Le cadet de mes soucis

isa-bleue

T'as fait celui qui me protège, tu m'as dit de ne pas m'en faire, que t'allais tout régler, qu'on marcherait côte à côte et que tout se passerait bien. Tu m'as dit que ta main serait douce au creux de la mienne et froide sur la gueule de tous ces petits morveux. T'as mis quelques trempes au CM2, t'as même frappé la prof. Je me souviens. De ton arrogance. Et on avait bien rigolé, malgré la "colle".

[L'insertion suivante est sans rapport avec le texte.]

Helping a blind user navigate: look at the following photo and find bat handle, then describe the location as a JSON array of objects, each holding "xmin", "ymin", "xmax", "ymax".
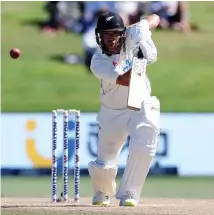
[{"xmin": 137, "ymin": 48, "xmax": 143, "ymax": 59}]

Je t'aimais, tu sais, mais année après année, je t'ai senti t'approprier ma vie. Tu parlais à ma place, réagissait à ma place. Jusqu'au jour où... Où tu t'es mis à penser à ma place. Dès lors, je n'ai plus existé. Tous les moments que je croyais être miens, t'appartenaient désormais. Tous les souvenirs que j'aurais pu me faire, sont passés par la case cadet. Pffuiit ! Plus aucun souvenir. Parce que je n'ai rien vécu. T'as tout fait pour moi, jusqu'à devenir moi. Ou bien... Je me suis perdu en toi. Je suis restée dans la zone enfance, pendant que tu as fait toutes les expériences d'une vie d'adolescent qui devient un homme. Plus de 20 ans, t'es resté !

T'as connu des femmes. Surtout une qu'il ne fallait pas: la mienne. Ce devait être ma femme et toi, tu l'as rencontrée, te faisant passer pour un moi plus fort, plus courageux, plus mystérieux et plus beau. Elle n'y a vu que du feu, l'idiote. C'est moi qu'elle a cru tenir contre elle, mais en fait... Peut-être a t-elle pensé un moment que ma personnalité était duale, mais non, non ! J'essayais juste d'en placer une, quand tu faisais tout pour me passer devant. "C'est pour mon bien...". Ouais. C'était pour mon bien que tu l'as sautée ? T'as dû prendre un malin plaisir à lui faire aimer ça: la saisir par les hanches, qu'elle n'ait qu'à se croire amazone. Mais surtout, surtout ! T'as osé me dire qu'il ne fallait pas s'attacher à elle, qu'elle était comme une cigale, faisant vibrer ses ailes pour qu'on la caresse en l'écoutant chanter, qu'elle était bien mignonne et assez peu sage pour qu'on veuille prêter véritablement attention à elle. Ben tu sais quoi ? Elle n'a que ton nom en bouche, maintenant, et tout ce que t'as entre les jambes s'est logé dans sa cervelle de moineau. Mon nom ? Elle ne le connaît même pas ! Parce que t'as tout fait pour que je la considère sans aucune espèce d'importance ! T'as tout fait pour que je ne me présente pas à elle. Pour me protéger, oui. Toujours.

Alors je suis désolé, mais si mon poing est plein de ton sang, maintenant, si ton nez a craqué sous mes coups, essaye de comprendre un peu pourquoi. Toi qui en a tant distribué ! Je vais reprendre ma vie, mon frère. Tu ne vivras plus en moi par procuration. Tu ne seras plus derrière mes yeux ou dans ma tête. C'est un mauvais sort, je ne pourrai jamais te dire adieu, mais je peux... Je peux... Et ça va faire mal.